Sign up here to get a complimentary copy of the report.

CRE life lessons: What is a dark launch, and what does it do for me?



Say you’re about to launch a new service. You want to make sure it’s ready for the traffic you expect, but you also don’t want to impact real users with any hiccups along the way. How can you find your problem areas before your service goes live? Consider a dark launch.

A dark launch sends a copy of real user-generated traffic to your new service, and discards the result from the new service before it's returned to the user. (Note: We’ve also seen dark launches referred to as “feature toggles,” but this doesn’t generally capture the “dark” or hidden traffic aspect of the launch.)

Dark launches allow you to do two things:

  1. Verify that your new service handles realistic user queries in the same way as the existing service, so you don’t introduce a regression.
  2. Measure how your service performs under realistic load.
Dark launches typically transition gradually from a small percentage of the original traffic to a full (100%) dark launch where all traffic is copied to the new backend, discovering and resolving correctness and scaling issues along the way. If you already have a source of traffic for your new site — for instance, when you’re migrating from an existing frontend to a new frontend — then you’re an excellent candidate for a dark launch.


Where to fork traffic: clients vs. servers

When considering a dark launch, one key question is where the traffic copying/forking should happen. Normally this is the application frontend, i.e. the first service, which (after load balancing) receives the HTTP request from your user and calculates the response. This is the ideal place to do the fork, since it has the lowest friction of change — specifically, in varying the percentage of external traffic sent to the new backend. Being able to quickly push a configuration change to your application frontend that drops the dark launch traffic fraction back down to 0% is an important — though not crucial — requirement of a dark launch process.

If you don’t want to alter the existing application frontend, you could replace it with a new proxy service which does the traffic forking to both your original and a new version of the application frontend and handles the response diffing. However, this increases the dark launch’s complexity, since you’ll have to juggle load balancing configurations to insert the proxy before the dark launch and remove it afterwards. Your proxy almost certainly needs to have its own monitoring and alerting — all your user traffic will be going through it, and it’s completely new code. What if it breaks?

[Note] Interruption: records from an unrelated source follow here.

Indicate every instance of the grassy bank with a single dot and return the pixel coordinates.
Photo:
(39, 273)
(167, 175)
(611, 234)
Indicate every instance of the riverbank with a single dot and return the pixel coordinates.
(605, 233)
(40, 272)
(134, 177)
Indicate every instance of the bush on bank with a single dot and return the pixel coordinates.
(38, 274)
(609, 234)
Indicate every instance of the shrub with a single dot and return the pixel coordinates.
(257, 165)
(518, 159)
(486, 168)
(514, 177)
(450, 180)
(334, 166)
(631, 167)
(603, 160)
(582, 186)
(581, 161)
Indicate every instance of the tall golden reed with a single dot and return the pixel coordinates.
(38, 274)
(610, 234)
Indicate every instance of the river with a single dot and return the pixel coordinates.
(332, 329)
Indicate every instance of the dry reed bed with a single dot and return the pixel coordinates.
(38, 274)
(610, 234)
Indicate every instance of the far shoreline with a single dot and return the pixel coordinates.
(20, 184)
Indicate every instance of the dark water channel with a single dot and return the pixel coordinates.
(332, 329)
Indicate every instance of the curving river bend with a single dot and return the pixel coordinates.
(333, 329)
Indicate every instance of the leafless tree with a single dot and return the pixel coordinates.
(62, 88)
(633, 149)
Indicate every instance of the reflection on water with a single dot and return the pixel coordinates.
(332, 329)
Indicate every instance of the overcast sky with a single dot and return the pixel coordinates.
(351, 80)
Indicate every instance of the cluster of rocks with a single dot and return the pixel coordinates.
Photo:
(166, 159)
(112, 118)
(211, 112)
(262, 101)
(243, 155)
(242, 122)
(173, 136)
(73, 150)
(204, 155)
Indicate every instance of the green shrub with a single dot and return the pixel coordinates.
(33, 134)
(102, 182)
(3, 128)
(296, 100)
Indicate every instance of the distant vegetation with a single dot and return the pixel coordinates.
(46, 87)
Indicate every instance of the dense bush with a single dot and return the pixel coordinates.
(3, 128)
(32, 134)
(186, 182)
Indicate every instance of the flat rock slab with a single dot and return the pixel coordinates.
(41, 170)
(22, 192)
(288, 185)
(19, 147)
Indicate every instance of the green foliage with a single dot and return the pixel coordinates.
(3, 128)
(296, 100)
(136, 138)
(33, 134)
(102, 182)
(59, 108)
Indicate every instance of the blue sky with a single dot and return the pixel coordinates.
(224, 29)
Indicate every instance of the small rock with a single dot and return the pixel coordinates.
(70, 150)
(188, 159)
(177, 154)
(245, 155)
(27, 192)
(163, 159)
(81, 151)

One alternative is to send traffic at the client level to two different URLs, one for the original service, and the other for the new service. This may be the only practical solution if you’re dark launching an entirely new app frontend and it’s not practical to forward traffic from the existing app frontend — for instance, if you’re planning to move a website from being served by an open-source binary to your own custom application. However, this approach comes with its own set of challenges.



The main risk in client changes is the lack of control over the client’s behavior. If you need to turn down the traffic to the new application, then you’ll at least need to push a configuration update to every affected mobile application. Most mobile applications don’t have a built-in framework for dynamically propagating configuration changes, so in this case you’ll need to make a new release of your mobile app. It also potentially doubles the traffic from mobile apps, which may increase user data consumption.

Another client change risk is that the destination change gets noticed, especially for mobile apps whose teardowns are a regular source of external publicity. Response diffing and logging results is also substantially easier within an application frontend than within a client.


How to measure a dark launch

It’s little use running a dark launch if you’re not actually measuring its effect. Once you’ve got your traffic forked, how do you tell if your new service is actually working? How will you measure its performance under load?

The easiest way is to monitor the load on the new service as the fraction of dark launch traffic ramps up. In effect, it’s a very realistic load test, using live traffic rather than canned traffic. Once you’re at 100% dark launch and have run over a typical load cycle — generally, at least one day — you can be reasonably confident that your server won’t actually fall over when the launch goes live.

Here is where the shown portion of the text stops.